Worley began traveling across the country with his Roadster eight years ago, hitting shows in Pennsylvania, Florida, Texas, South Dakota, New York, and, of course, Kansas. He’s displayed his ride in barns, dirt lots, expo halls, and in an empty Walmart one year.

“Listen. Folks here are a family. We know about each others’ kids, aging parents, mortgages. It’s a club, right? We’re all in this exclusive club. You see the ’64 A-100? The green one?”

Off to the left is a nutty looking lime green 1964 Dodge A-100 with the back cut off to create a flatbed with the front looking like a van. It looks exactly like a life-sized Hot Wheel.

“Yeah.”

“That guy is a real asshole. Real smart ass. No one likes him much but we all love the truck so we overlook him being an asshole. Some.”

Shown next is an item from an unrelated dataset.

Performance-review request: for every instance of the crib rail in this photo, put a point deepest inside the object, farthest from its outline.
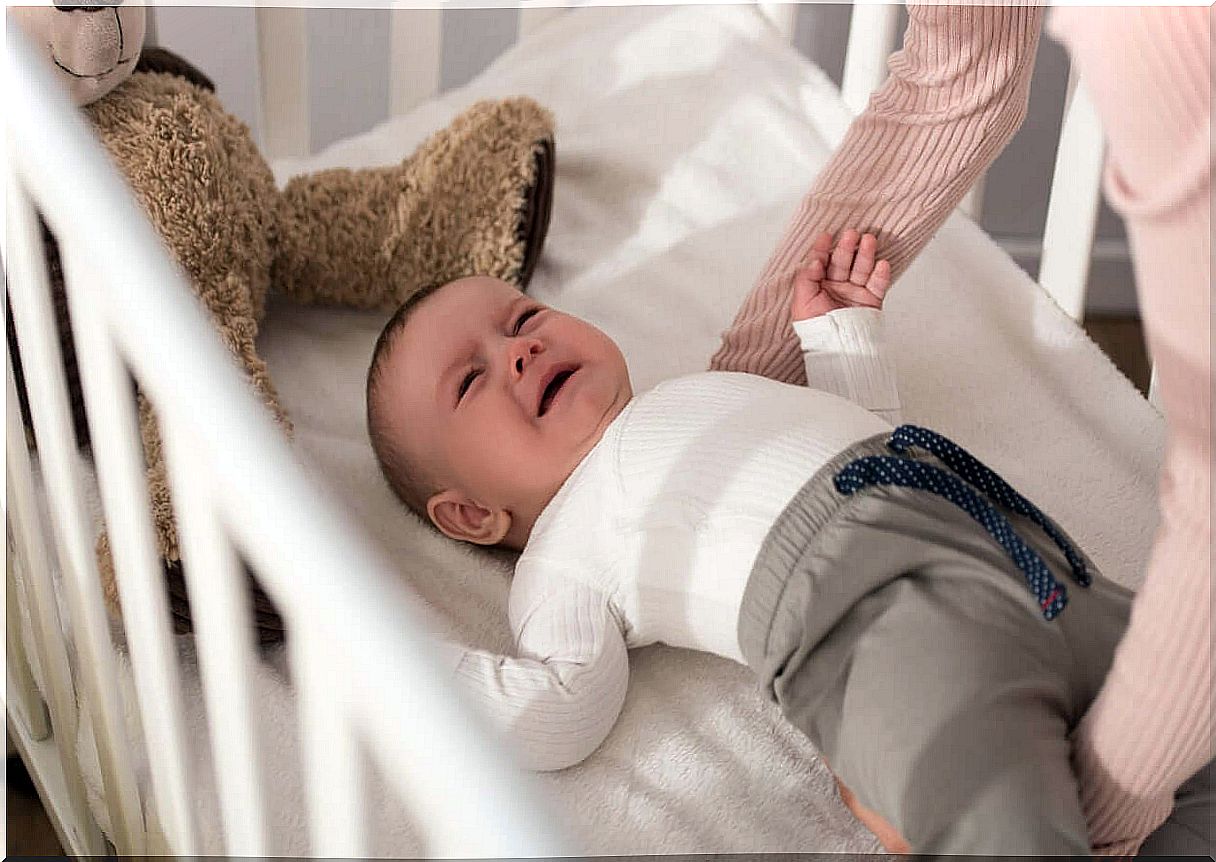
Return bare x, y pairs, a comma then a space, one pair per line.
234, 479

Gary and Debbie Viser brought his 1932 Ford Coupe. A striking red gloss with exposed chrome engine and two sizes of tires (regular for the front and huge, fat, wide tires for the back) it is hard to fathom that this vehicle is older than Biden.

“I found this in a car graveyard out near Burden, KS. I recognized the body because my great grandfather had the exact same car so I picked it up for $40.00.”

“How much did the restoration cost?”

Debbie jumps in. “So much money. Thousands of dollars and it took him four years to get it running.”

“It runs?”

“We drove it here from Mulvane last night.”

I spend the two days of my occupation switching from staffing the radio booth and giving away tickets and finding cool cars and chatting up the owners and the conclusion reached is that these men and women are no different than the urbane poets and musicians from Chicago, the outdoor artists in the Southwest, or the writers and storytellers I spend most of my time with. They have found an art form that speaks something deep and primal to them and have devoted years and mounds of cash to be able to simply display the results to a crowd that can appreciate the artistry.

While cars aren’t my scene, I am completely impressed with that sense of passion, obsession, and skill. I hope that as I continue to make my own art that I demonstrate the same as these cartists.